There are events in the news that reinforce the point.
***the woman killed by an immigrant here illegally in San Francisco, a sanctuary city
***neighbors who saw the San Bernardino shooters "putting things" into a garage but who didn't feel comfortable reporting it as suspicious
***shootings in Paris, assaults in Germany, riots in Baltimore
***instances of taxpayer support for the undeserving rich (banks and car companies) and the undeserving poor (lazy native born and immigrants)
Trump and Fox and talk radio understand their audience's feeling of anger, frustration, and resentment. They "get" their audience.
Lots of Americans (including ones who won't admit it) are in fact made nervous by Muslims in public transportation, especially airplanes. They resent the fact that they aren't supposed to say anything. They want TSA person to give them an extra dose, or two, or three of inspection, and doesn't want any nitpicker objecting to it.
The thing that has gone deeply "wrong" in the last 7 years is growing resentment over social changes, over not being able to voice them openly, and the belief that the president is accelerating those changes rather than resisting them. And Obama has in fact accelerated them. And so has Hillary. Obama supported TARP, allows sanctuary cities, urges police to be color blind in profiling, supports women equality in the workplace, etc. Obama is a liberal progressive. And he's half-black. Obama thinks that respect and empowerment of the variety of people in America is a good thing, that the old traditional social order embodied prejudice, a bad thing. Obama thinks that speaking respectfully of Muslims is a good thing generally and a necessity for our foreign policy.
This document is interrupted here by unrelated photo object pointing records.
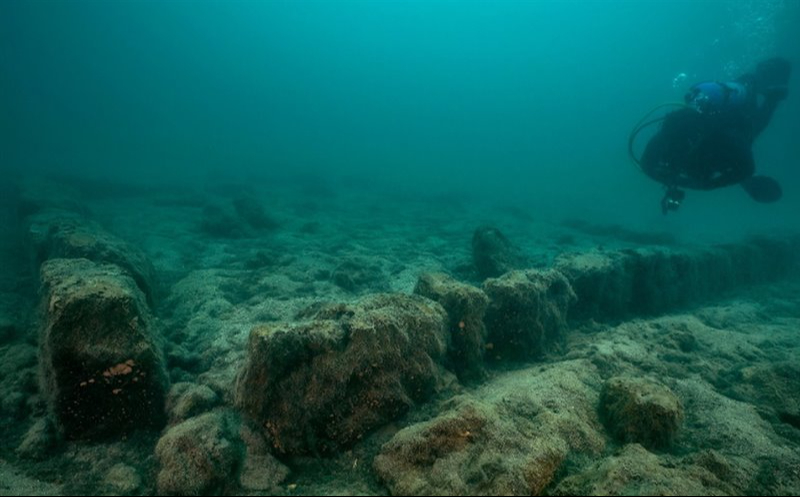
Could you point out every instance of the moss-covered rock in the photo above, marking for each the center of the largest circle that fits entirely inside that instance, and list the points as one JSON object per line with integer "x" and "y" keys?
{"x": 466, "y": 307}
{"x": 186, "y": 400}
{"x": 527, "y": 314}
{"x": 102, "y": 369}
{"x": 323, "y": 384}
{"x": 641, "y": 411}
{"x": 56, "y": 236}
{"x": 613, "y": 285}
{"x": 510, "y": 437}
{"x": 200, "y": 456}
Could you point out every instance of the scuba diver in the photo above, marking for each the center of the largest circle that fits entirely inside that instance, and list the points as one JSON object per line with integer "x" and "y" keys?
{"x": 706, "y": 144}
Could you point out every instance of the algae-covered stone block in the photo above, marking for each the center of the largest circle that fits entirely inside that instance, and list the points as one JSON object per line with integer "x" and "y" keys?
{"x": 466, "y": 307}
{"x": 509, "y": 437}
{"x": 527, "y": 314}
{"x": 642, "y": 411}
{"x": 54, "y": 235}
{"x": 200, "y": 455}
{"x": 101, "y": 365}
{"x": 323, "y": 384}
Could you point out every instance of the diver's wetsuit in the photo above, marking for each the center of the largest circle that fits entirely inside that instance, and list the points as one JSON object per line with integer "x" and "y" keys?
{"x": 707, "y": 145}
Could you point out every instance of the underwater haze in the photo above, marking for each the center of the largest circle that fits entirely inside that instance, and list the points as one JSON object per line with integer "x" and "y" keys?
{"x": 527, "y": 102}
{"x": 386, "y": 247}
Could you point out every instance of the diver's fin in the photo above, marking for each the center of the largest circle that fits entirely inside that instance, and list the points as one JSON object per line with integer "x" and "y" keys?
{"x": 762, "y": 189}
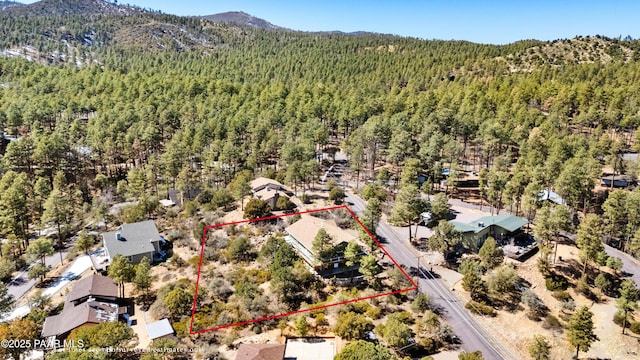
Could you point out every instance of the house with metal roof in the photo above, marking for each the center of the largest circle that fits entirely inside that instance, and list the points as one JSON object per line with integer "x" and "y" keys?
{"x": 159, "y": 329}
{"x": 269, "y": 190}
{"x": 500, "y": 227}
{"x": 92, "y": 300}
{"x": 300, "y": 236}
{"x": 134, "y": 241}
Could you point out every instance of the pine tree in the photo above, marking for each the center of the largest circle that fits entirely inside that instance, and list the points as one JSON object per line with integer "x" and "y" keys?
{"x": 580, "y": 330}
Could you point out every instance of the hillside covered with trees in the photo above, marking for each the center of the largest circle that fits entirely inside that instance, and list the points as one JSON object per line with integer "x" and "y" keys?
{"x": 107, "y": 106}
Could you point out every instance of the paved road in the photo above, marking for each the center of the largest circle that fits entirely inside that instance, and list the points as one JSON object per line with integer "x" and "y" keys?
{"x": 472, "y": 336}
{"x": 21, "y": 284}
{"x": 629, "y": 265}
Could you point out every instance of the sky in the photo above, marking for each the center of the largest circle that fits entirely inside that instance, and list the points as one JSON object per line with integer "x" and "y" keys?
{"x": 491, "y": 22}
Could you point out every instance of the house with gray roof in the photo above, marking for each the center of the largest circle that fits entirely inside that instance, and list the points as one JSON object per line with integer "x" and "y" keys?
{"x": 134, "y": 241}
{"x": 500, "y": 227}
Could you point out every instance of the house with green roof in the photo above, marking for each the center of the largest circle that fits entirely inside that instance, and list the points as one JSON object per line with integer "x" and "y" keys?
{"x": 500, "y": 227}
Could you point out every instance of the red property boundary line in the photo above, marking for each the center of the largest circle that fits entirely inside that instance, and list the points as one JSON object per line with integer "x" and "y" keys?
{"x": 414, "y": 286}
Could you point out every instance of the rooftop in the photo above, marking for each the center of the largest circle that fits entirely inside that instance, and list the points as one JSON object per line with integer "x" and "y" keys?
{"x": 260, "y": 352}
{"x": 262, "y": 182}
{"x": 135, "y": 238}
{"x": 305, "y": 230}
{"x": 549, "y": 195}
{"x": 508, "y": 222}
{"x": 94, "y": 285}
{"x": 71, "y": 317}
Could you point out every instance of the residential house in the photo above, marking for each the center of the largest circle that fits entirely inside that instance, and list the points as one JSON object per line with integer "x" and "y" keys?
{"x": 269, "y": 190}
{"x": 134, "y": 241}
{"x": 159, "y": 329}
{"x": 550, "y": 196}
{"x": 501, "y": 227}
{"x": 300, "y": 236}
{"x": 619, "y": 181}
{"x": 92, "y": 300}
{"x": 260, "y": 352}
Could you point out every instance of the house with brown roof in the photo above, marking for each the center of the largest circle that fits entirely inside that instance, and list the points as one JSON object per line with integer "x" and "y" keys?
{"x": 301, "y": 234}
{"x": 260, "y": 352}
{"x": 92, "y": 300}
{"x": 134, "y": 241}
{"x": 269, "y": 190}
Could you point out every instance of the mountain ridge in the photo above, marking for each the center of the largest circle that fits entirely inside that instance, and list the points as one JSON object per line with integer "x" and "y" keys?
{"x": 67, "y": 7}
{"x": 241, "y": 18}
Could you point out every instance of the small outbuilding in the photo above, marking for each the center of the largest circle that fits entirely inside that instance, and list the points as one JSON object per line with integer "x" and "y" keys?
{"x": 159, "y": 329}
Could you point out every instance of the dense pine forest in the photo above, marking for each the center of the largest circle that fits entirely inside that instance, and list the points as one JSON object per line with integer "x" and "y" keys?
{"x": 242, "y": 98}
{"x": 126, "y": 104}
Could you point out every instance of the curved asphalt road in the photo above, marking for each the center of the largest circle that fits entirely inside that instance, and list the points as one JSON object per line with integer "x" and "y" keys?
{"x": 473, "y": 337}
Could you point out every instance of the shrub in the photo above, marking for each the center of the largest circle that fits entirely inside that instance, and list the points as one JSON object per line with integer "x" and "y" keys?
{"x": 583, "y": 286}
{"x": 337, "y": 195}
{"x": 283, "y": 203}
{"x": 562, "y": 295}
{"x": 556, "y": 282}
{"x": 618, "y": 318}
{"x": 420, "y": 303}
{"x": 480, "y": 308}
{"x": 552, "y": 322}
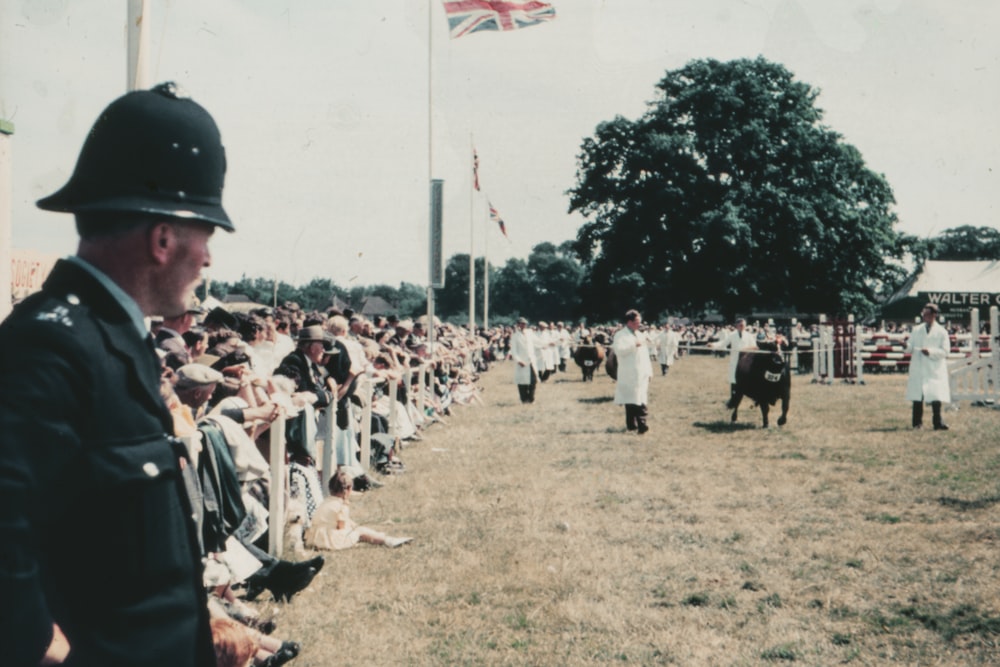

Republican primary voters and Fox and Trump understand Obama. He is on the side of the side of political correctness. They aren't.
Trump's policies are undefined but his goals are clear: assert American nationalism and assert the interests of traditional Americans against the usurping elites of the corrupting rich who buy favors and the undeserving poor and foreigners who are a financial burden and security risk.
Politicians who think it is about policy are missing the big wave: Hillary Clinton, Jeb Bush, Lindsey Graham and John Kasich talk about bipartisanship and governance and they are underperforming what the political cognoscenti think is their due. The solution isn't policy because the problem is not policy. The problem is resentment over lost honor.
Trump was politically smart to boycott the Fox debate. His honor was tweaked by Megan Kelly and Fox. He considered himself dissed. He wouldn't have it.
HIs critics observe that the slight was petty and it was personal. Yes, it was petty--that is the point. Trump demonstrated that he is capricious and unpredictable. He sent a message that ANYONE messing with his honor creates a risk. Fox learned a lesson and so did Mexico, China, Putin, and Hillary Clinton. You cannot tell what might set him off. Better give him wide berth. Trump won't be dissed. If you didn't know before, now you do.
For Americans looking for a leader who will re-assert the honor and status of people feeling diminished by multiculturalism, the United Nations, by international trade agreements, by having to pretend they aren't made nervous by Muslims sitting in the airplane, by people resentful of having to watch their language when describing protected classes of people then Trump speaks to them and for them.
Which is why Trump is a very formidable political voice in America.